6 NaClO3 + 4 ClF3 → 6 ClO2F + 2 Cl2 + 3 O2 + 6 NaF

==Structure==
In contrast to O2F2, ClO2F is a pyramidal molecule as predicted by VSEPR. The differing structures reflects the greater tendency of chlorine to exist in positive oxidation states with oxygen and fluorine ligands.

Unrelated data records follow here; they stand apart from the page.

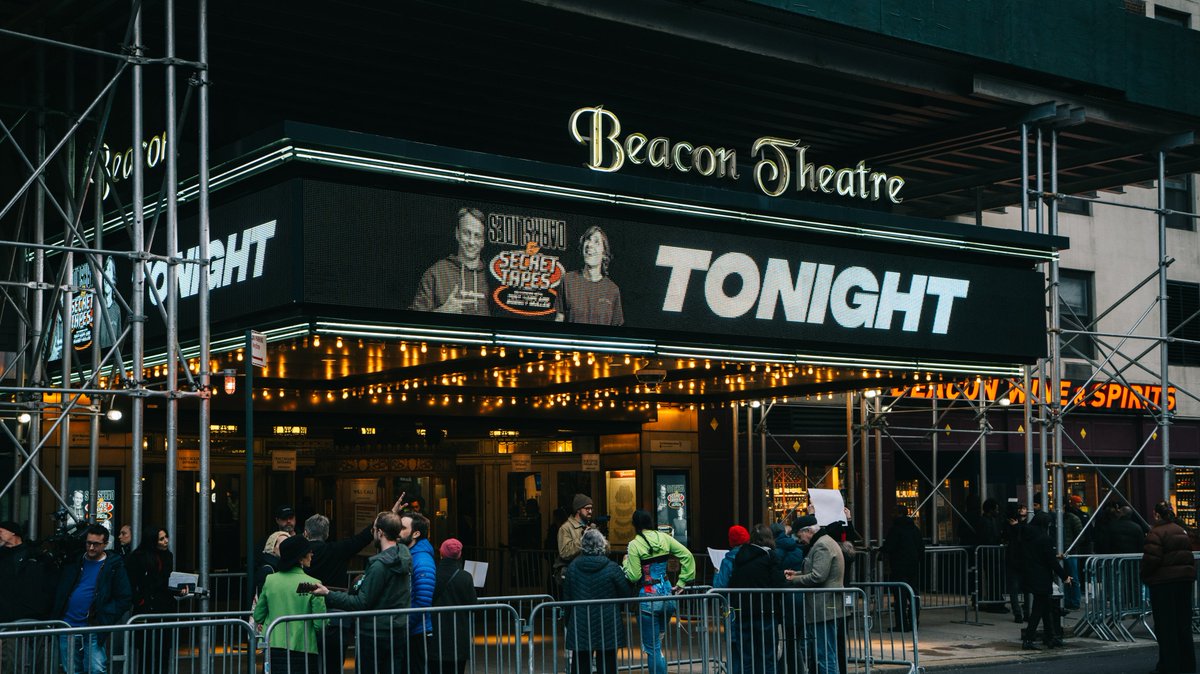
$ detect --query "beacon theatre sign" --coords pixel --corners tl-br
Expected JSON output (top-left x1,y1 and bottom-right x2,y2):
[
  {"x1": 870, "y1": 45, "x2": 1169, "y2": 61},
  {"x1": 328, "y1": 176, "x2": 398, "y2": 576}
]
[{"x1": 568, "y1": 106, "x2": 904, "y2": 204}]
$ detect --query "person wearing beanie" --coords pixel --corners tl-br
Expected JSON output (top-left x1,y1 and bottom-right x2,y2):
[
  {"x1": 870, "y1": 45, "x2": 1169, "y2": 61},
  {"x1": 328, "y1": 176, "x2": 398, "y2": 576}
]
[
  {"x1": 253, "y1": 536, "x2": 326, "y2": 672},
  {"x1": 552, "y1": 486, "x2": 592, "y2": 589},
  {"x1": 430, "y1": 538, "x2": 479, "y2": 674},
  {"x1": 713, "y1": 524, "x2": 750, "y2": 588},
  {"x1": 1141, "y1": 501, "x2": 1196, "y2": 673},
  {"x1": 563, "y1": 529, "x2": 634, "y2": 674}
]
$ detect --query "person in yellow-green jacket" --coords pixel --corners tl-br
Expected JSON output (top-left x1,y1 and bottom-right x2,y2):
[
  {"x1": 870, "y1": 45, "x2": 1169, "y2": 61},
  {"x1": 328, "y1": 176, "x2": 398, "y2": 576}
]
[
  {"x1": 622, "y1": 510, "x2": 696, "y2": 674},
  {"x1": 254, "y1": 536, "x2": 326, "y2": 674}
]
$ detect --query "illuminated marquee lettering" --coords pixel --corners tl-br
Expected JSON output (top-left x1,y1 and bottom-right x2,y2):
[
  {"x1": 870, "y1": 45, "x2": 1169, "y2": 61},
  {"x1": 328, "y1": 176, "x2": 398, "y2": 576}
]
[
  {"x1": 146, "y1": 219, "x2": 276, "y2": 305},
  {"x1": 655, "y1": 246, "x2": 971, "y2": 335},
  {"x1": 568, "y1": 106, "x2": 905, "y2": 204},
  {"x1": 569, "y1": 106, "x2": 738, "y2": 180},
  {"x1": 889, "y1": 379, "x2": 1176, "y2": 411}
]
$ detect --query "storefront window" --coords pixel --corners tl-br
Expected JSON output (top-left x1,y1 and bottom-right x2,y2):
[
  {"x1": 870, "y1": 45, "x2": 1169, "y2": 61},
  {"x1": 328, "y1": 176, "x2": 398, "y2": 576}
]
[
  {"x1": 605, "y1": 470, "x2": 637, "y2": 546},
  {"x1": 654, "y1": 470, "x2": 690, "y2": 546}
]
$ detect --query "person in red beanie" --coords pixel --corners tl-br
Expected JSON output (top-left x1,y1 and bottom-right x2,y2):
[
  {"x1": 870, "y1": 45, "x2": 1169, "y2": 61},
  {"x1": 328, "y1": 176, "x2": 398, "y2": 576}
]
[{"x1": 430, "y1": 538, "x2": 479, "y2": 674}]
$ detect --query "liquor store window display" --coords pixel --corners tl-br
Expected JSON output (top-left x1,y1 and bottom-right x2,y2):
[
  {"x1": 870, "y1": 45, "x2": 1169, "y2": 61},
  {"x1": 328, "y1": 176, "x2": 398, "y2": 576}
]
[
  {"x1": 1174, "y1": 468, "x2": 1200, "y2": 526},
  {"x1": 767, "y1": 463, "x2": 846, "y2": 522}
]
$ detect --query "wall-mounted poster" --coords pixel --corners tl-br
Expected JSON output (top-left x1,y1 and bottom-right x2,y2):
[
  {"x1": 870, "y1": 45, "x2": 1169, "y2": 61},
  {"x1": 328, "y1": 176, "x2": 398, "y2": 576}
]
[
  {"x1": 605, "y1": 470, "x2": 637, "y2": 546},
  {"x1": 66, "y1": 475, "x2": 119, "y2": 549},
  {"x1": 654, "y1": 470, "x2": 690, "y2": 546}
]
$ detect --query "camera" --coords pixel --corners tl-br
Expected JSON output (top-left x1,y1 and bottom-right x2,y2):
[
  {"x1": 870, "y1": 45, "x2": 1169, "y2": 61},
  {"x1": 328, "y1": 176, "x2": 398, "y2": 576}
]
[{"x1": 634, "y1": 367, "x2": 667, "y2": 389}]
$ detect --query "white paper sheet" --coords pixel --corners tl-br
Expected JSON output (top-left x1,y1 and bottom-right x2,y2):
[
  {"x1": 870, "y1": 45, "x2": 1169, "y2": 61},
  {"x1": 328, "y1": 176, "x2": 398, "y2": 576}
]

The related Cl-O-F compound perchloryl fluoride, ClO3F, is tetrahedral.
The related bromine compound bromyl fluoride (BrO2F) adopts the same structure as ClO2F, whereas iodyl fluoride (IO2F) forms a polymeric substance under standard conditions.

==Precautions==
Rocket fuel chemist John Drury Clark reported in his book Ignition! that chloryl fluoride "is indecently reactive, and the hardest to keep of all the CI-O-F compounds, since it apparently dissolves the protective metal fluoride coatings that make the storage of ClF3 comparatively simple."